Dear Bossip I have a problem that I can’t talk to anyone close to me about. I’ve been sleeping with my cousin’s husband for 9 months and I don’t know what to do. I know that I’m wrong and deceitful and will probably go to hell for it but I want this to stop now. In the beginning I thought I was justified because she does treat him like sh*t and talk to him like a child. I thought I was showing him how he should be loved. I have some very nasty ways about me and I’m working hard to fix them. I’ve been going to church and I know it sounds corny but I’ve been saved and when I finally gave my life to Jesus I cried and I cried fro days because I’ve been living a lie for so long. I will be honest I did sleep with him twice since my salvation but I can’t do this anymore. I don’t know how to stop it because he’s always calling me and texting and if he can’t reach me he’ll just show up to my house!!! I want this to stop and it will stop but how do I live with this secret because I refuse to break up a happy home. I’m in desperate need of advice! Please help!

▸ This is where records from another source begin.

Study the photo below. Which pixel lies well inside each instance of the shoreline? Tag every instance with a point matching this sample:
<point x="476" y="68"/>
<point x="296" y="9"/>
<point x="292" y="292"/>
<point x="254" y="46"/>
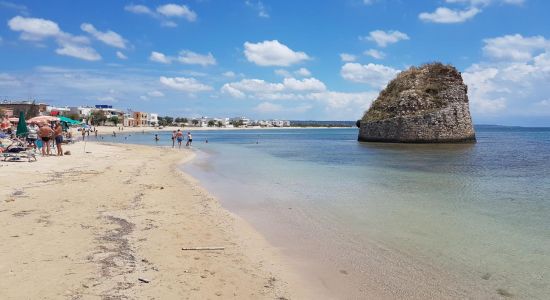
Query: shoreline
<point x="105" y="130"/>
<point x="110" y="223"/>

Good day to you, sis! Thank you for writing in and sharing your story. You’ve got a very triangular situation going down and one party (your cousin), obviously, has no idea that you’ve been sleeping with her husband. Thankfully, through the help of your fellowship and God, you’ve come to realize the errors in your ways and you want to correct them. However, once you get right with the Man above, please know that the work has just begun! Temptation will become greater and you will be met with many challenges making it more difficult to stay on a righteous path. Sooo, when it comes to you sexing up your cousin’s husband, tell him “NO,” for starters, followed by “I won’t be seeing you anymore.” If he shows up to your house, don’t answer! Change your number. After so many attempts he’s sure to get the point and move on. If you truly want this to stop, it will.
As you venture deeper into your spiritual quest, you will learn that everything that is done in the dark will come to light, it’s inevitable truth! So, the fact that you’re willing to cleanse yourself, your spirit and your ways but continue to keep your affair with your cousin’s husband a secret is counterproductive, no? But again, there’s the power of choice that we have as individuals, it’s beautiful and beastly all at the same time. So you should choose to never sleep with him again. Choose not to participate in sneaking around and sleeping with a married man. Make better life decisions! Make the decision and stand by it because, from what you’ve written, it seems you’ve got a weakness for this man – your cousin’s husband.
There is no easy way to part from these types of situations because someone always ends up getting hurt and in some cases, unfortunately, families are torn apart. These are the results poor decision making and so many people suffer when you act out of lust and selfishness. We all fall prey to those thoughts and desires and as hard as it may be to resist indulging, more than likely it’s the most responsible thing to do. Ma, things will unfold in time but right now you should stay in prayer, leave that man alone and work on you! But you must stop doing what you’re doing. You’d be surprised how well the word “no” works. Just say no, ma! Just say no.